Speech7 API Docs

Authentication

Most endpoints expect your Speech7 API key. Send it as apiKey in the request body or use the x-api-key header (or ?apiKey=... query) for fetch requests that do not accept JSON bodies.

Admin endpoints require an admin login in the web UI or an admin API key (set isAdmin=true when creating the account).

Capabilities depend on provider keys saved on the account. Use GET https://app.speech7.com/account/capabilities with your API key to see if TTS and STT are configured.

Check capabilities

POST /tts

Generate speech from text. Streams an MP3 response. Requires a TTS provider key saved on the account.
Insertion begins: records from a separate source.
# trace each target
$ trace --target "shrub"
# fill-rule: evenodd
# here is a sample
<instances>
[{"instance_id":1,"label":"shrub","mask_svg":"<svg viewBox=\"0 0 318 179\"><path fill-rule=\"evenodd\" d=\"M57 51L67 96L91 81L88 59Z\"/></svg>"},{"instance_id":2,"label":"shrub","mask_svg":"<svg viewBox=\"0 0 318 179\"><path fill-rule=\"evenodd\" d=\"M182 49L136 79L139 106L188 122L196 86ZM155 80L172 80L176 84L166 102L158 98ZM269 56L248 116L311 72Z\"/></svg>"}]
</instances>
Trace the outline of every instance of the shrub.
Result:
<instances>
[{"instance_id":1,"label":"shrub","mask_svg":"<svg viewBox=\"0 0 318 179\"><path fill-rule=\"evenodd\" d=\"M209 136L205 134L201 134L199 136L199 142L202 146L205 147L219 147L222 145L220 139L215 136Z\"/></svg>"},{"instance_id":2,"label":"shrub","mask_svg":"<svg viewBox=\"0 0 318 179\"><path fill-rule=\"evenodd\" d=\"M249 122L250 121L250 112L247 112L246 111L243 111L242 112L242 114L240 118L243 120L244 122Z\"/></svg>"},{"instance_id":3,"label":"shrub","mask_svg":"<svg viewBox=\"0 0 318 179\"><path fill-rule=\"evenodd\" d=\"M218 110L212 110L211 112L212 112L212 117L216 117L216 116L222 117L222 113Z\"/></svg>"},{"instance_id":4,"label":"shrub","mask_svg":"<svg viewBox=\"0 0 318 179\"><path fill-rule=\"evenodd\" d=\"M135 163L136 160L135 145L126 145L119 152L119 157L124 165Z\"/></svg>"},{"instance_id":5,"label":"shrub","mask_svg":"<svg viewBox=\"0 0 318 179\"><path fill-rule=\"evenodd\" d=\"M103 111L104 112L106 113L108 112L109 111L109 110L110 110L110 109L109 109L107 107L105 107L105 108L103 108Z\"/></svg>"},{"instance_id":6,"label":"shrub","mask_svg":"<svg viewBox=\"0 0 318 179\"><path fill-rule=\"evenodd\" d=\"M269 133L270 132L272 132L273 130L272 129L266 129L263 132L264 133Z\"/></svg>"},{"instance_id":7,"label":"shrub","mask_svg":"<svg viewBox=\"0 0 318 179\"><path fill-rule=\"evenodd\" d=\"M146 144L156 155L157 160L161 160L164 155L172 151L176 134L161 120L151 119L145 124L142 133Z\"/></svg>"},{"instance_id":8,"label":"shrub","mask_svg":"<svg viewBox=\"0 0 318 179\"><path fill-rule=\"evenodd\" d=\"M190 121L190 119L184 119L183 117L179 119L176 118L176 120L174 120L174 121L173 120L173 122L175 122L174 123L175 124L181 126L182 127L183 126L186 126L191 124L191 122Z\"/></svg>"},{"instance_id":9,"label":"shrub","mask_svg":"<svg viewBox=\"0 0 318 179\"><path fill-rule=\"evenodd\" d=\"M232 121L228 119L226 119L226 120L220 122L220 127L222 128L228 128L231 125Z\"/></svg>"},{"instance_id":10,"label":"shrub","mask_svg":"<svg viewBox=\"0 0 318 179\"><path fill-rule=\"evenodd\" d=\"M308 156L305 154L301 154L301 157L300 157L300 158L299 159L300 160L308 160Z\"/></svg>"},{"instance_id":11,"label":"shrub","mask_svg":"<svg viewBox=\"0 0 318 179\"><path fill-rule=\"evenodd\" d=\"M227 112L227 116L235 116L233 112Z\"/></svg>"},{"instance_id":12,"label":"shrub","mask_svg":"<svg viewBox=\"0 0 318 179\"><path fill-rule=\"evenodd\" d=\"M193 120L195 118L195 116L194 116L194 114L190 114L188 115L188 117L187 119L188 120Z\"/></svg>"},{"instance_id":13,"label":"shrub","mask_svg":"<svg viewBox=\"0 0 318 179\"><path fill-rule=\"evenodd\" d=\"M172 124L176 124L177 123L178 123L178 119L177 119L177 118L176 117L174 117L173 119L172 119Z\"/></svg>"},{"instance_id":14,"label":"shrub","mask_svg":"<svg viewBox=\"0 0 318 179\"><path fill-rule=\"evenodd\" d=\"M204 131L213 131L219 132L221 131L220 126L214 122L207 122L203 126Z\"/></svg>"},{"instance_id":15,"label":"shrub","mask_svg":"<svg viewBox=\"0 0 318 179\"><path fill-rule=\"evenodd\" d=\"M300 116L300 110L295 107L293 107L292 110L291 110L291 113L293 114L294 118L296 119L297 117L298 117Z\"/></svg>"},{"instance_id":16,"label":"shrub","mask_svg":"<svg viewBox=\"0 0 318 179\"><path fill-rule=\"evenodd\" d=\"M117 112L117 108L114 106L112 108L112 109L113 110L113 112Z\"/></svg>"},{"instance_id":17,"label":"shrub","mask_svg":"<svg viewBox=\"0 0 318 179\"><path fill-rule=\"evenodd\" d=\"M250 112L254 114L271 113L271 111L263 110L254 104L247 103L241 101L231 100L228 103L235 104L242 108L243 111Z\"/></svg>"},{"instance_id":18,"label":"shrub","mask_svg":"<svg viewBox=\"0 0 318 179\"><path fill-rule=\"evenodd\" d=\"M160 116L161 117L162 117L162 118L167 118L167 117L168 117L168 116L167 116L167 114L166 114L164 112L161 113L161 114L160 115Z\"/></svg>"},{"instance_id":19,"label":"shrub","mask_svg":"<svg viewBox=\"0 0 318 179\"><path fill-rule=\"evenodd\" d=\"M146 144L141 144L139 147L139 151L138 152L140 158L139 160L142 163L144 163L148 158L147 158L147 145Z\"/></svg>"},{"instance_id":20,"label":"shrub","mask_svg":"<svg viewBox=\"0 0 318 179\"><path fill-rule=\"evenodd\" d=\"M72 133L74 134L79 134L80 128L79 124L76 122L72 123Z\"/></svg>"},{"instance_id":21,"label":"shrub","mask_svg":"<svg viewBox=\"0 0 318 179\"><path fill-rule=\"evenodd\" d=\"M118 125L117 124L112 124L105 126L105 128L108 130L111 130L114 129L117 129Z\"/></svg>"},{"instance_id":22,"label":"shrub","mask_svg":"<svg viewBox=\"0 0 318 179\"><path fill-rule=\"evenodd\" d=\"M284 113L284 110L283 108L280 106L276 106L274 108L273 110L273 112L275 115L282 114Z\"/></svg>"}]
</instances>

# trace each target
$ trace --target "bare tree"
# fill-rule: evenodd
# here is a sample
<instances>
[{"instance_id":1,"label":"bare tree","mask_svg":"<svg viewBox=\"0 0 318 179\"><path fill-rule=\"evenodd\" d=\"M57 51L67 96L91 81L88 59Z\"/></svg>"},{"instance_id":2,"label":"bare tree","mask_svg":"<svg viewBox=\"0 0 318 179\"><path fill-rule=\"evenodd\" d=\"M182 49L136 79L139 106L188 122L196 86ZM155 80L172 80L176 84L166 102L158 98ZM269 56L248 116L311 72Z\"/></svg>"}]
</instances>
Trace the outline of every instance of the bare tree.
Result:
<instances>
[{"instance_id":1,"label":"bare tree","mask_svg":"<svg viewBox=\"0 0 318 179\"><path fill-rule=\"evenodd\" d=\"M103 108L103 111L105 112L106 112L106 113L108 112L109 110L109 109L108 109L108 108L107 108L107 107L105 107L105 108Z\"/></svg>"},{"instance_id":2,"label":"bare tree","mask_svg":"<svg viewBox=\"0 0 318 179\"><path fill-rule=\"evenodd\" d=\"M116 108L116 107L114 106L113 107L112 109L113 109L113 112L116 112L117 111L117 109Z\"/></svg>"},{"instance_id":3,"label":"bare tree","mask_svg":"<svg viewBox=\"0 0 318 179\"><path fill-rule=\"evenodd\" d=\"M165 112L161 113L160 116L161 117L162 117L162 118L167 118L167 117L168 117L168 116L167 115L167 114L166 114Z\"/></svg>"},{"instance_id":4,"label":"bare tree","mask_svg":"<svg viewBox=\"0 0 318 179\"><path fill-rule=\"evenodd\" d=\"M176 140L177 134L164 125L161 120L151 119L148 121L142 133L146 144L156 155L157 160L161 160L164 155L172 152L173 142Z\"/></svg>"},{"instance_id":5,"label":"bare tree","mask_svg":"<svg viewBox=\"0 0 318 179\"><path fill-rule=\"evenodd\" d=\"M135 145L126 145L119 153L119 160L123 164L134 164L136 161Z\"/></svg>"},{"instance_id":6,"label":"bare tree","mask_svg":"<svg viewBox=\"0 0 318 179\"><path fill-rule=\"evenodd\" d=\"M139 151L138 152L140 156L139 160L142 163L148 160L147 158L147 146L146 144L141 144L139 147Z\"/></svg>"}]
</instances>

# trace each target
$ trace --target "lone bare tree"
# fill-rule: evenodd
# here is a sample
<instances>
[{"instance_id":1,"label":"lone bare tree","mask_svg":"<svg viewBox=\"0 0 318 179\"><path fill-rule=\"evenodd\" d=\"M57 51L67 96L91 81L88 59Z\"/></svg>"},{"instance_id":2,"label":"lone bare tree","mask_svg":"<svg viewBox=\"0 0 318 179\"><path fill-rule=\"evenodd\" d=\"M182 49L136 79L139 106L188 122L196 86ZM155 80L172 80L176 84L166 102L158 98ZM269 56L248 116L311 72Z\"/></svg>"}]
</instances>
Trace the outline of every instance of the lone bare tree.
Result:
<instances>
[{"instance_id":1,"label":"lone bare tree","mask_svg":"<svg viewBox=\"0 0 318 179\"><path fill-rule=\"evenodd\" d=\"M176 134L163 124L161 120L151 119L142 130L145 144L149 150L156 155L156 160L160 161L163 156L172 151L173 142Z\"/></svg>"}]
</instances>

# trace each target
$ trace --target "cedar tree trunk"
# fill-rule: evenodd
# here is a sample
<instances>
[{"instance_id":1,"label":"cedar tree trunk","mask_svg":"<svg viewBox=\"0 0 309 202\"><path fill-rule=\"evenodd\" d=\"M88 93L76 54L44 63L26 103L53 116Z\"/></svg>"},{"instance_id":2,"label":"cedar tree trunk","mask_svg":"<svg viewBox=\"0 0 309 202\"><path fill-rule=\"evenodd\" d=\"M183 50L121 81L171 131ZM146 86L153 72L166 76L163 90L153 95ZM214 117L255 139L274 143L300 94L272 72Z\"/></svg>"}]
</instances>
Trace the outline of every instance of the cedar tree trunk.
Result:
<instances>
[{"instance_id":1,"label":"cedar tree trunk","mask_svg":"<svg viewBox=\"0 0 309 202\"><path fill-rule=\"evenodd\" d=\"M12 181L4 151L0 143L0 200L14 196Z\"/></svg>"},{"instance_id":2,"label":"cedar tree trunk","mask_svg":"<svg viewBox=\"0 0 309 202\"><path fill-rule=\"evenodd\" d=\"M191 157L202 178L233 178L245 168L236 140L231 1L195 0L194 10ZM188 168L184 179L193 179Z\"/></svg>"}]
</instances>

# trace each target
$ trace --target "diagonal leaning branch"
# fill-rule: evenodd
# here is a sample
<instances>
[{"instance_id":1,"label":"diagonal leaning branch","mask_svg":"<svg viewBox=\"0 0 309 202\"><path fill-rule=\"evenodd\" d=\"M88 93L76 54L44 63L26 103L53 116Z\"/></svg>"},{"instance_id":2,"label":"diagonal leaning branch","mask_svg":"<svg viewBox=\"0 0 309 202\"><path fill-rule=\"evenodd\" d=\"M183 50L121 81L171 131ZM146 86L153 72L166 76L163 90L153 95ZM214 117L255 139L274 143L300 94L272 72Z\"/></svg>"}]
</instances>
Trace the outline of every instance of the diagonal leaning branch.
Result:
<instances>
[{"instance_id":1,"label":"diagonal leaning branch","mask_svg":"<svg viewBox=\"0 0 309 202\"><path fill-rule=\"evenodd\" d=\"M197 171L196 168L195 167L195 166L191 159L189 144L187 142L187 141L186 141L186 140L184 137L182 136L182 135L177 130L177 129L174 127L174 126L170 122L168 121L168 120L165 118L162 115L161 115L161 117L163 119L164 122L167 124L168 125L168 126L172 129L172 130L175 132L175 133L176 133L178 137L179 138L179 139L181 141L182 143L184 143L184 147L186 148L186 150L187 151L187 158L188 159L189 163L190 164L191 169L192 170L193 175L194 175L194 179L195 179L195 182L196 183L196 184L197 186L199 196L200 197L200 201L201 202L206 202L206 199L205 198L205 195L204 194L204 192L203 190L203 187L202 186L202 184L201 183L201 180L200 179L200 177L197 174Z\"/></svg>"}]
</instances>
POST https://app.speech7.com/tts
Content-Type: application/json
{
  "apiKey": "your_api_key",
  "text": "Hello from Speech7"
}

Limits: min 500 chars / 20 words, max 500 words.

Add "json": true to return JSON metadata instead of streaming audio (fields: audioPath and id).

Quick test: curl -o out.mp3 -X POST https://app.speech7.com/tts -H "Content-Type: application/json" -d '{"apiKey":"YOUR_KEY","text":"Hello world from the API."}'

GET /speeches

List recent speeches for your API key (newest first).

GET https://app.speech7.com/speeches?limit=50
Headers: x-api-key: your_api_key

Returns speeches array with id, timestamps, usage stats, and audioPath. Use the IDs with GET /speeches/:speechId.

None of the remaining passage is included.